Tough Hays still hoping to end long drought
By Patrick Vignal
CESANA, Italy (Reuters) – Painful memories from the Cesana
track and a poor show in the two-man are not enough to stop
Todd Hays from hoping to become the first American to win a
men’s Olympic bobsleigh title since 1948.
“I haven’t been fast in the two-man here at all but I’m
hoping we can pull it off in the four-man,” Hays said after
finishing seventh in the two-man competition of the Turin
Games, won by German Andre Lange on Sunday.
Bad starts and a wrong choice of runners ruled out the
tough Texan, now looking forward to the February 24-25 four-man
runs.
The former bull rider, kickboxer and professional brawler,
who will try anything as long as it is dangerous, will have a
very simple strategy: “It will be the same thing, get the sled
down the hill without beating up too many walls.”

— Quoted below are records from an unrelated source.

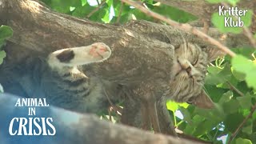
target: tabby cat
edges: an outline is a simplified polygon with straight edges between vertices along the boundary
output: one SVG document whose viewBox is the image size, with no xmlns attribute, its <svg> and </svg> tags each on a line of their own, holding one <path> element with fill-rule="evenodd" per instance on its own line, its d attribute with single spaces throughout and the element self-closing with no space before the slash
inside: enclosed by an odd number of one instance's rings
<svg viewBox="0 0 256 144">
<path fill-rule="evenodd" d="M 166 100 L 188 102 L 206 109 L 214 107 L 214 102 L 203 89 L 204 79 L 207 64 L 224 55 L 225 53 L 217 48 L 201 48 L 186 42 L 175 48 L 170 90 L 157 103 L 157 118 L 162 133 L 176 134 L 166 109 Z"/>
<path fill-rule="evenodd" d="M 51 73 L 45 73 L 42 77 L 47 78 L 41 82 L 47 101 L 52 105 L 82 113 L 95 113 L 107 107 L 105 106 L 109 103 L 106 90 L 110 94 L 118 86 L 96 77 L 88 78 L 78 66 L 102 62 L 110 54 L 109 46 L 102 42 L 51 53 L 47 59 Z"/>
<path fill-rule="evenodd" d="M 145 119 L 150 118 L 152 127 L 155 132 L 175 135 L 169 112 L 166 109 L 166 100 L 178 102 L 188 102 L 202 108 L 214 108 L 214 104 L 203 90 L 204 79 L 206 74 L 208 62 L 223 56 L 224 53 L 217 48 L 201 48 L 196 44 L 186 42 L 177 46 L 174 50 L 174 64 L 171 68 L 171 78 L 169 90 L 157 100 L 156 106 L 145 106 L 137 104 L 132 109 L 126 110 L 128 113 L 134 113 L 130 117 L 134 117 L 129 125 L 145 126 L 148 125 Z M 156 96 L 158 97 L 158 96 Z M 158 99 L 158 98 L 157 98 Z M 148 106 L 143 108 L 145 106 Z M 134 110 L 134 107 L 138 107 Z M 139 108 L 141 111 L 139 110 Z M 144 109 L 144 110 L 143 110 Z M 145 113 L 145 109 L 147 111 Z M 152 113 L 156 111 L 156 114 Z M 138 113 L 142 113 L 142 115 Z M 150 117 L 148 117 L 150 115 Z M 145 117 L 145 118 L 144 118 Z M 138 119 L 142 123 L 138 124 Z M 150 126 L 146 126 L 148 129 Z"/>
</svg>

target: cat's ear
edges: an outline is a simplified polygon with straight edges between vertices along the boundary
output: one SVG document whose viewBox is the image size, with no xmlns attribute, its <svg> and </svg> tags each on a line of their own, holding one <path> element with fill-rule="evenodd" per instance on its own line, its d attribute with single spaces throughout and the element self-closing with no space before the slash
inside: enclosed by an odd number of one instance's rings
<svg viewBox="0 0 256 144">
<path fill-rule="evenodd" d="M 208 62 L 212 62 L 217 59 L 218 57 L 223 57 L 226 55 L 226 53 L 216 47 L 206 47 L 204 51 L 208 55 Z"/>
<path fill-rule="evenodd" d="M 195 98 L 193 104 L 203 109 L 214 108 L 214 103 L 204 90 L 201 90 L 200 94 Z"/>
</svg>

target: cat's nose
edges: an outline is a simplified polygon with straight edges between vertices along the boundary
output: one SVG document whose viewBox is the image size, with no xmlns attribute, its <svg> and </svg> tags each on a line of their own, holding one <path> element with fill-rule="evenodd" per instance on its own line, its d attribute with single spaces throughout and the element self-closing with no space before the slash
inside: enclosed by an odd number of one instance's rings
<svg viewBox="0 0 256 144">
<path fill-rule="evenodd" d="M 183 70 L 187 70 L 187 69 L 190 69 L 190 66 L 187 63 L 187 62 L 184 62 L 184 63 L 180 63 L 182 68 Z M 191 68 L 190 68 L 191 69 Z"/>
<path fill-rule="evenodd" d="M 188 74 L 190 74 L 192 69 L 191 66 L 188 63 L 182 63 L 181 64 L 182 70 L 186 70 Z"/>
</svg>

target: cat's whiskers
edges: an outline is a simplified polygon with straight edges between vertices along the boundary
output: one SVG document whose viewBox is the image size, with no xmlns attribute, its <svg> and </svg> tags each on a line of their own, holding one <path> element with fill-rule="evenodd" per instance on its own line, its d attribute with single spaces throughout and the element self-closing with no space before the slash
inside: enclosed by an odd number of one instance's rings
<svg viewBox="0 0 256 144">
<path fill-rule="evenodd" d="M 186 78 L 185 77 L 181 77 L 181 78 L 178 78 L 178 82 L 178 82 L 178 86 L 176 87 L 176 90 L 173 94 L 173 95 L 178 94 L 178 93 L 180 91 L 180 90 L 182 88 L 182 85 L 183 81 L 185 80 L 185 78 Z"/>
</svg>

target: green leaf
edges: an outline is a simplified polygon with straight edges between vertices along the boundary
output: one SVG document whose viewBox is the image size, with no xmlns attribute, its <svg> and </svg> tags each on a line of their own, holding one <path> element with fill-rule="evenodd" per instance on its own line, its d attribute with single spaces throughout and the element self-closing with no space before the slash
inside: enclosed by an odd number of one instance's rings
<svg viewBox="0 0 256 144">
<path fill-rule="evenodd" d="M 231 114 L 226 117 L 223 123 L 229 131 L 234 131 L 239 124 L 243 121 L 244 117 L 241 114 Z"/>
<path fill-rule="evenodd" d="M 252 142 L 250 142 L 250 140 L 249 139 L 245 139 L 245 138 L 238 138 L 235 140 L 235 144 L 252 144 Z"/>
<path fill-rule="evenodd" d="M 242 131 L 245 134 L 251 134 L 253 132 L 253 123 L 252 122 L 248 122 L 249 123 L 247 126 L 244 126 L 242 129 Z"/>
<path fill-rule="evenodd" d="M 6 58 L 6 52 L 3 50 L 1 50 L 0 51 L 0 65 L 2 63 L 3 58 Z"/>
<path fill-rule="evenodd" d="M 7 26 L 0 26 L 0 40 L 9 38 L 13 36 L 13 30 Z"/>
<path fill-rule="evenodd" d="M 170 111 L 175 113 L 175 111 L 178 110 L 178 104 L 172 101 L 168 101 L 166 102 L 167 110 L 170 110 Z"/>
<path fill-rule="evenodd" d="M 246 74 L 248 86 L 256 90 L 256 64 L 242 55 L 237 55 L 231 61 L 234 70 Z"/>
<path fill-rule="evenodd" d="M 238 101 L 242 108 L 250 109 L 251 106 L 251 98 L 252 97 L 250 94 L 246 94 L 244 97 L 238 97 L 237 100 Z"/>
<path fill-rule="evenodd" d="M 225 114 L 233 114 L 238 112 L 239 109 L 239 102 L 236 99 L 231 99 L 228 102 L 223 104 L 223 110 Z"/>
<path fill-rule="evenodd" d="M 207 67 L 207 71 L 213 74 L 218 74 L 222 70 L 217 66 L 209 66 Z"/>
</svg>

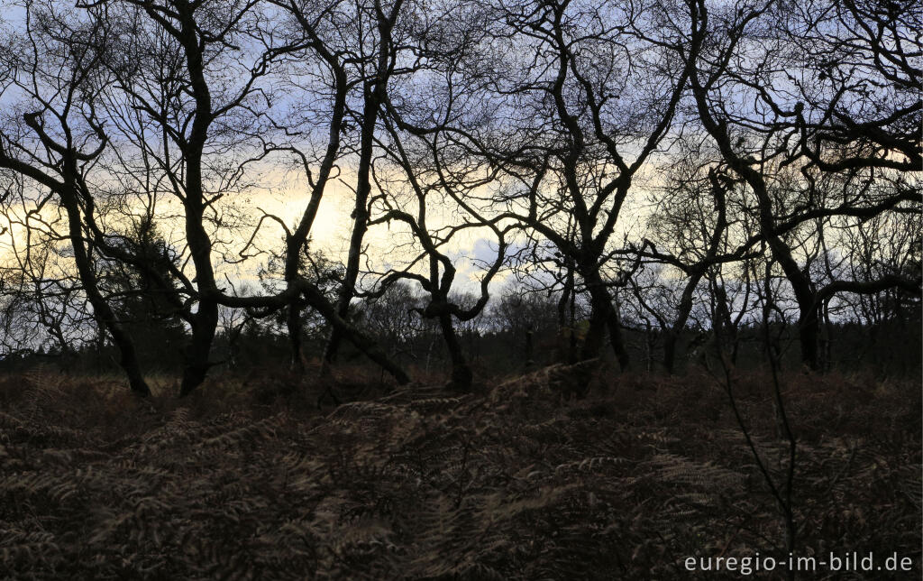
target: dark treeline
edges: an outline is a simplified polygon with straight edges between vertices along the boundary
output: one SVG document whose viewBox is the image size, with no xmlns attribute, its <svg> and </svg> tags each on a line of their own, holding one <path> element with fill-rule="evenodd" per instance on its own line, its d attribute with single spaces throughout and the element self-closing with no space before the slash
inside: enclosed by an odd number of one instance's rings
<svg viewBox="0 0 923 581">
<path fill-rule="evenodd" d="M 8 3 L 3 365 L 913 372 L 921 11 Z"/>
</svg>

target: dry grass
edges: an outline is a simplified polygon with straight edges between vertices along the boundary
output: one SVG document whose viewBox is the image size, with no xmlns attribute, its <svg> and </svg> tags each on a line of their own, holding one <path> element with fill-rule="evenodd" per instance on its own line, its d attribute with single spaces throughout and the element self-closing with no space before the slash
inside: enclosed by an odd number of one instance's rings
<svg viewBox="0 0 923 581">
<path fill-rule="evenodd" d="M 781 557 L 713 380 L 600 373 L 574 401 L 541 373 L 467 395 L 341 378 L 354 401 L 322 412 L 326 386 L 284 375 L 183 402 L 0 379 L 0 577 L 673 579 L 690 555 Z M 802 554 L 897 551 L 918 578 L 919 386 L 785 381 Z M 765 378 L 736 384 L 780 478 Z"/>
</svg>

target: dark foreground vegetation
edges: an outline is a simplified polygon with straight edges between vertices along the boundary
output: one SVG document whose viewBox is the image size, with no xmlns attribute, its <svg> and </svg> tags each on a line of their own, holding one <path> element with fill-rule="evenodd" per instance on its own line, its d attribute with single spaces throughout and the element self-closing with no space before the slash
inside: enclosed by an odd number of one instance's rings
<svg viewBox="0 0 923 581">
<path fill-rule="evenodd" d="M 465 394 L 344 374 L 216 377 L 183 400 L 154 380 L 141 399 L 116 381 L 4 377 L 0 577 L 675 579 L 704 575 L 689 556 L 785 556 L 726 384 L 705 370 L 604 367 L 581 399 L 561 367 Z M 732 374 L 783 482 L 772 383 Z M 780 384 L 797 440 L 797 554 L 896 551 L 914 570 L 894 578 L 917 578 L 917 381 Z M 344 403 L 318 410 L 328 387 Z"/>
</svg>

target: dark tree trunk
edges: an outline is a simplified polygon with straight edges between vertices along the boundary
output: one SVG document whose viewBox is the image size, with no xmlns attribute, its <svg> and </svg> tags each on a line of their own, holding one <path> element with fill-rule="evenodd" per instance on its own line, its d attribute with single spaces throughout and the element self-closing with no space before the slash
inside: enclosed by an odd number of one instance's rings
<svg viewBox="0 0 923 581">
<path fill-rule="evenodd" d="M 144 381 L 141 373 L 141 366 L 138 360 L 138 353 L 135 350 L 135 344 L 131 336 L 118 321 L 115 313 L 105 298 L 100 293 L 97 284 L 96 273 L 93 272 L 90 262 L 90 255 L 83 242 L 82 220 L 80 217 L 80 208 L 77 201 L 77 197 L 73 192 L 63 193 L 61 196 L 65 210 L 67 212 L 68 235 L 71 246 L 74 248 L 74 261 L 77 263 L 78 274 L 80 283 L 83 284 L 84 292 L 87 293 L 87 299 L 93 307 L 97 319 L 102 323 L 106 331 L 113 338 L 113 343 L 118 347 L 120 353 L 119 365 L 128 377 L 128 386 L 131 391 L 138 395 L 150 395 L 150 388 Z"/>
<path fill-rule="evenodd" d="M 470 391 L 473 376 L 462 349 L 462 344 L 459 343 L 455 327 L 452 325 L 451 315 L 439 316 L 439 328 L 442 330 L 442 337 L 445 339 L 446 348 L 452 362 L 451 385 L 459 391 Z"/>
<path fill-rule="evenodd" d="M 289 348 L 291 349 L 291 360 L 289 366 L 293 371 L 302 371 L 305 369 L 305 353 L 302 348 L 302 307 L 297 301 L 293 301 L 288 308 L 288 316 L 285 318 L 285 325 L 288 330 Z"/>
<path fill-rule="evenodd" d="M 664 368 L 666 372 L 673 375 L 676 372 L 677 344 L 679 336 L 686 329 L 686 322 L 689 321 L 689 313 L 692 312 L 692 295 L 695 293 L 699 281 L 701 280 L 704 271 L 698 271 L 689 276 L 683 288 L 683 295 L 679 299 L 679 307 L 677 309 L 677 320 L 673 326 L 666 332 L 664 338 Z"/>
</svg>

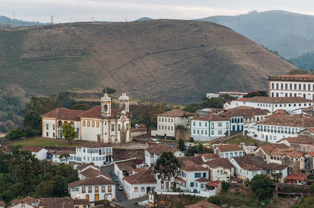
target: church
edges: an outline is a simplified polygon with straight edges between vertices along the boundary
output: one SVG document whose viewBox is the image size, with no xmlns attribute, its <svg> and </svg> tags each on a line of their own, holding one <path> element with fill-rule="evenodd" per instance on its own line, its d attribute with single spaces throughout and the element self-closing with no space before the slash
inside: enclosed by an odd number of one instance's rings
<svg viewBox="0 0 314 208">
<path fill-rule="evenodd" d="M 119 97 L 119 109 L 111 109 L 111 98 L 107 93 L 101 106 L 88 110 L 58 108 L 41 116 L 42 136 L 64 138 L 62 126 L 70 124 L 78 132 L 78 140 L 98 143 L 123 144 L 130 142 L 131 118 L 129 98 L 125 93 Z"/>
</svg>

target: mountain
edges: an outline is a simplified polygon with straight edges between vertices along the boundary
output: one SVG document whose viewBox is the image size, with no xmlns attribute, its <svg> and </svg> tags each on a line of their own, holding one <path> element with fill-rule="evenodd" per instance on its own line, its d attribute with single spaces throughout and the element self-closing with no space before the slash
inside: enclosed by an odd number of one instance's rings
<svg viewBox="0 0 314 208">
<path fill-rule="evenodd" d="M 209 92 L 267 90 L 270 73 L 295 68 L 204 21 L 69 23 L 0 30 L 0 37 L 1 89 L 27 98 L 107 86 L 131 98 L 200 102 Z"/>
<path fill-rule="evenodd" d="M 314 16 L 282 10 L 198 20 L 230 28 L 286 58 L 314 52 Z"/>
</svg>

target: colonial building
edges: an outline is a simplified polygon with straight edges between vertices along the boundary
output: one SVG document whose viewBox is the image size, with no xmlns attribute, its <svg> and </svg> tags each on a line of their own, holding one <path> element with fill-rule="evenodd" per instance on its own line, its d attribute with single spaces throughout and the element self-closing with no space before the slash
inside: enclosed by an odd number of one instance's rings
<svg viewBox="0 0 314 208">
<path fill-rule="evenodd" d="M 119 98 L 119 110 L 112 110 L 111 98 L 105 94 L 101 106 L 88 110 L 58 108 L 42 115 L 43 137 L 64 138 L 62 126 L 70 124 L 79 134 L 79 140 L 109 144 L 130 142 L 131 114 L 129 98 Z"/>
<path fill-rule="evenodd" d="M 314 76 L 286 74 L 268 77 L 268 94 L 271 97 L 302 97 L 314 100 Z"/>
</svg>

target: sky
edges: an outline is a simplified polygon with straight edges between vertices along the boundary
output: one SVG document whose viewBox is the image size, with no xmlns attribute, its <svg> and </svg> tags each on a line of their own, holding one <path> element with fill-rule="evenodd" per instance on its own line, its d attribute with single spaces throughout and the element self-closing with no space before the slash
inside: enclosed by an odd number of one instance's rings
<svg viewBox="0 0 314 208">
<path fill-rule="evenodd" d="M 314 15 L 312 0 L 0 0 L 0 16 L 40 22 L 195 20 L 253 10 Z"/>
</svg>

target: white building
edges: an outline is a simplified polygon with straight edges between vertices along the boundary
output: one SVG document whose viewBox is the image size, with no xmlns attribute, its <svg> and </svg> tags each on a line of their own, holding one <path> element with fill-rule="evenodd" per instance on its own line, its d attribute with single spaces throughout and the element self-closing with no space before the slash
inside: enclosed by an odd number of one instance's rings
<svg viewBox="0 0 314 208">
<path fill-rule="evenodd" d="M 90 202 L 112 200 L 115 198 L 115 182 L 103 177 L 92 178 L 68 184 L 69 193 L 73 199 Z"/>
<path fill-rule="evenodd" d="M 189 127 L 190 120 L 196 114 L 176 108 L 157 115 L 157 130 L 151 130 L 152 136 L 175 136 L 176 127 Z"/>
<path fill-rule="evenodd" d="M 229 118 L 211 114 L 191 120 L 191 136 L 196 141 L 210 141 L 230 132 Z"/>
<path fill-rule="evenodd" d="M 62 126 L 71 124 L 78 132 L 79 139 L 109 144 L 130 142 L 129 98 L 123 93 L 119 98 L 119 110 L 111 110 L 111 98 L 105 94 L 101 106 L 88 110 L 59 108 L 42 115 L 42 136 L 64 138 Z"/>
<path fill-rule="evenodd" d="M 278 110 L 292 112 L 301 108 L 312 106 L 313 100 L 298 96 L 278 98 L 256 96 L 235 100 L 231 102 L 230 105 L 231 108 L 246 106 L 267 110 L 272 113 Z"/>
<path fill-rule="evenodd" d="M 257 140 L 276 142 L 282 138 L 295 137 L 305 128 L 314 126 L 314 117 L 291 114 L 269 116 L 267 119 L 246 125 L 244 132 Z"/>
<path fill-rule="evenodd" d="M 268 94 L 271 97 L 302 97 L 314 100 L 314 76 L 286 74 L 268 77 Z"/>
</svg>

Several competitors complained about the conditions on
Sunday, heavy snowfalls meaning they had to hurtle down at 130
kmh with hardly any visibility.
For Hays, who entered a few rodeos and was a national
kickboxing champion before jumping into a bobsleigh, the
atrocious weather was not a problem.
“It’s an outdoor event and it’s winter, it’s going to
snow,” he said. “We just got beaten all around. No excuses, no
regrets.”
A four-man silver medallist at the previous Winter Games
four years ago in Salt Lake City, Hays is determined to shine
in his preferred event.
BIG CADILLAC
The 36-year-old thought he had seen it all when his first
encounter with the Cesana track, in January last year, resulted
in a nasty foot injury.
“I got a little excited and took the wrong approach angle,
so my right foot was in the wrong place at the wrong time,” he
recalled.
“I could feel blood running down into my shoe and I thought
it was just a scratch. When I got to the bottom, my boot was
completely torn and you could see parts of the foot that you
didn’t want to see.”
That was not the end of the world for a man such as Hays,
but then the ambulance driver got lost twice.
“You know it’s bad when you look out the window and see the
driver talking to a civilian pointing in every direction. And I
am in the back with no pain killers. Luckily, the foot got
infected and I needed surgery.”
For anybody but Hays, returning to that very track might be
a traumatic experience.
Not for him: “It’s not a big deal,” he said.